Unter allen Gemüsen ist die Tomate unser Liebling. Im Schnitt verzehrt jeder Bundesbürger etwa 22 kg pro Jahr. Bei der Frischware dominieren Importe aus niederländischen Gewächshäusern sowie spanische Freiland- und Folientomaten den deutschen Markt.

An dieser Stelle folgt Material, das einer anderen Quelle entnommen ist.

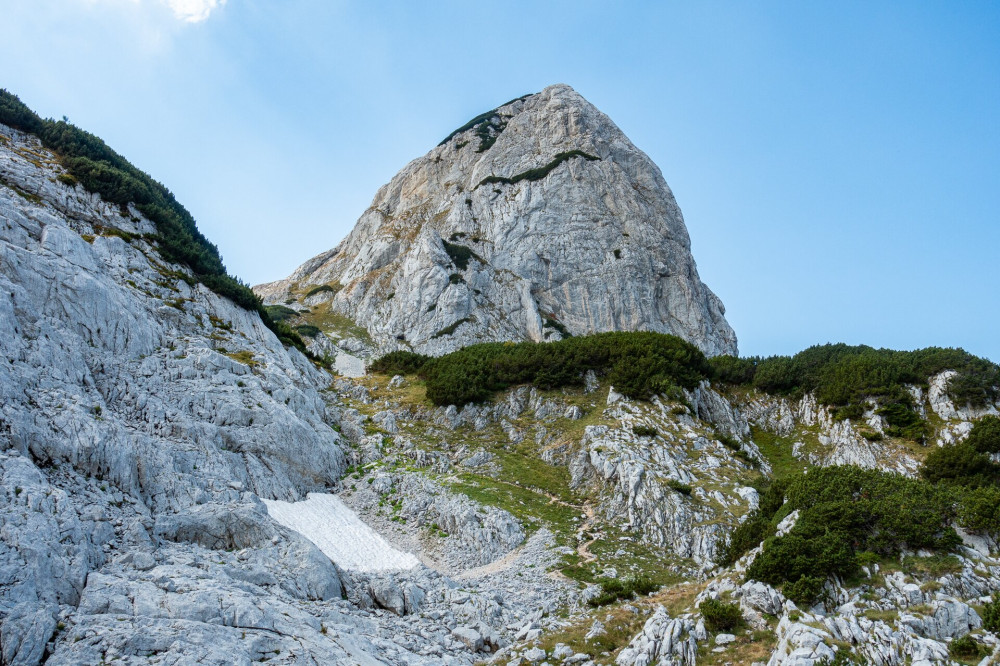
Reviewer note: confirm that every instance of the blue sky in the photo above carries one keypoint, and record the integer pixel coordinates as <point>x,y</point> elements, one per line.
<point>838,163</point>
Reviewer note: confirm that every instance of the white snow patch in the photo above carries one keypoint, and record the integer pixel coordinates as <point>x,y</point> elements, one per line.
<point>339,533</point>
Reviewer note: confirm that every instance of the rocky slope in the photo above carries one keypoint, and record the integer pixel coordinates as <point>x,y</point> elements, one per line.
<point>535,219</point>
<point>142,420</point>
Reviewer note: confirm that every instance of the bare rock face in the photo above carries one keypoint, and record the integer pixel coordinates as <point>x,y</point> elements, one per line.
<point>536,219</point>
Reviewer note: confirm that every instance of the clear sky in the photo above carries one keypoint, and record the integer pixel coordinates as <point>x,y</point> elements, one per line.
<point>838,163</point>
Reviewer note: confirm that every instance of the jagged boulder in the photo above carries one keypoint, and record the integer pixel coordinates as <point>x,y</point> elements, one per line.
<point>538,219</point>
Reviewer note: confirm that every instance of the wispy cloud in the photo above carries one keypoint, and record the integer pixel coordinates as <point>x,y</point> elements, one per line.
<point>189,11</point>
<point>194,11</point>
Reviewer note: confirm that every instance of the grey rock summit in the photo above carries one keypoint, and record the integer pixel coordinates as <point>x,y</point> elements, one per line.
<point>533,220</point>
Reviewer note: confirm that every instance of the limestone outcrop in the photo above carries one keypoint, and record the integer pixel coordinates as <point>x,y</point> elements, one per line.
<point>536,219</point>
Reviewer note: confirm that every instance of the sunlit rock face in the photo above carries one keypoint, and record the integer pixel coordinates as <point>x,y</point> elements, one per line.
<point>539,219</point>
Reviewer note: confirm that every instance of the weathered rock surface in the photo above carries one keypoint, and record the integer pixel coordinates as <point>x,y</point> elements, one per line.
<point>451,253</point>
<point>141,421</point>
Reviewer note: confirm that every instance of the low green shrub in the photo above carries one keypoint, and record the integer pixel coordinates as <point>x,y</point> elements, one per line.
<point>979,510</point>
<point>400,363</point>
<point>322,289</point>
<point>682,488</point>
<point>720,616</point>
<point>758,525</point>
<point>557,325</point>
<point>307,330</point>
<point>985,435</point>
<point>615,589</point>
<point>846,377</point>
<point>280,312</point>
<point>732,369</point>
<point>451,328</point>
<point>639,365</point>
<point>845,511</point>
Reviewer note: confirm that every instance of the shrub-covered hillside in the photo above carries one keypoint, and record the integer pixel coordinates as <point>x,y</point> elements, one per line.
<point>847,377</point>
<point>101,170</point>
<point>638,365</point>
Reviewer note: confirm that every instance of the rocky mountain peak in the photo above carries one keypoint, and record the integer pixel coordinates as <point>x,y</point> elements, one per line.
<point>533,221</point>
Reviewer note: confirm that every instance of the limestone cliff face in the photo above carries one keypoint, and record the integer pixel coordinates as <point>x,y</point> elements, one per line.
<point>539,217</point>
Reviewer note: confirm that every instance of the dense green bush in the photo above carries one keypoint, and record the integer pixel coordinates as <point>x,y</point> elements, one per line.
<point>758,525</point>
<point>732,369</point>
<point>400,363</point>
<point>103,171</point>
<point>845,377</point>
<point>280,312</point>
<point>639,365</point>
<point>967,647</point>
<point>613,589</point>
<point>967,463</point>
<point>321,289</point>
<point>451,328</point>
<point>720,616</point>
<point>960,464</point>
<point>307,330</point>
<point>979,510</point>
<point>844,512</point>
<point>558,326</point>
<point>805,590</point>
<point>985,435</point>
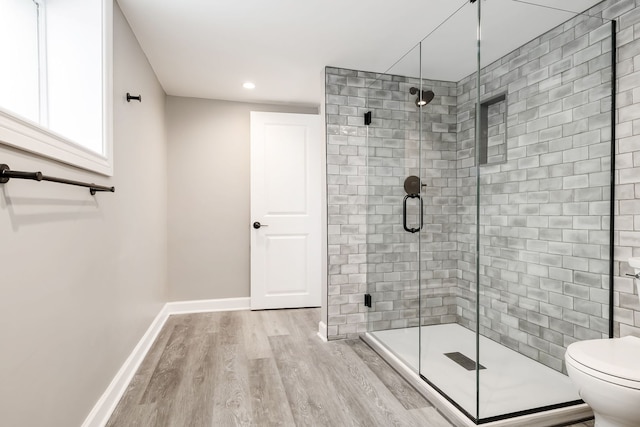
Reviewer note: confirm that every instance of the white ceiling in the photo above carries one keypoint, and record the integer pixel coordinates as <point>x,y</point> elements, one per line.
<point>209,48</point>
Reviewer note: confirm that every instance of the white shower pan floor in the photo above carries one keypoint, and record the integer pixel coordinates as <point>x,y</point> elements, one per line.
<point>510,383</point>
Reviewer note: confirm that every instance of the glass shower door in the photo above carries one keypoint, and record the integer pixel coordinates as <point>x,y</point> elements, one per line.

In den Niederlanden werden Tomaten besonders wassereffizient produziert – im Winter allerdings mit hohem Energieaufwand

Tomaten haben in unserem gemäßigten Klima einen vergleichsweise geringen Wasserbedarf. Niederländische Tomatenanbauer kommen mit weniger als 10 l pro kg erzeugter Tomaten aus, nicht zuletzt dank eines effektiven Wasserrecyclings. Tomaten am Mittelmeer brauchen wegen der hohen Temperaturen ein Mehrfaches davon, in Südspanien im Schnitt 85 l, in Sizilien und der Türkei 130 l, und in Ägypten sogar 230 l pro kg. Leider deckt sich dieser Befund nicht mit der CO2-Bilanz. Die fällt, zumindest in der kälteren Jahreszeit, für Gewächshaustomaten aus Westeuropa sehr ungünstig aus, denn dort wird viel Energie zum Heizen und Beleuchten verpulvert – eine Zwickmühle für den Verbraucher. 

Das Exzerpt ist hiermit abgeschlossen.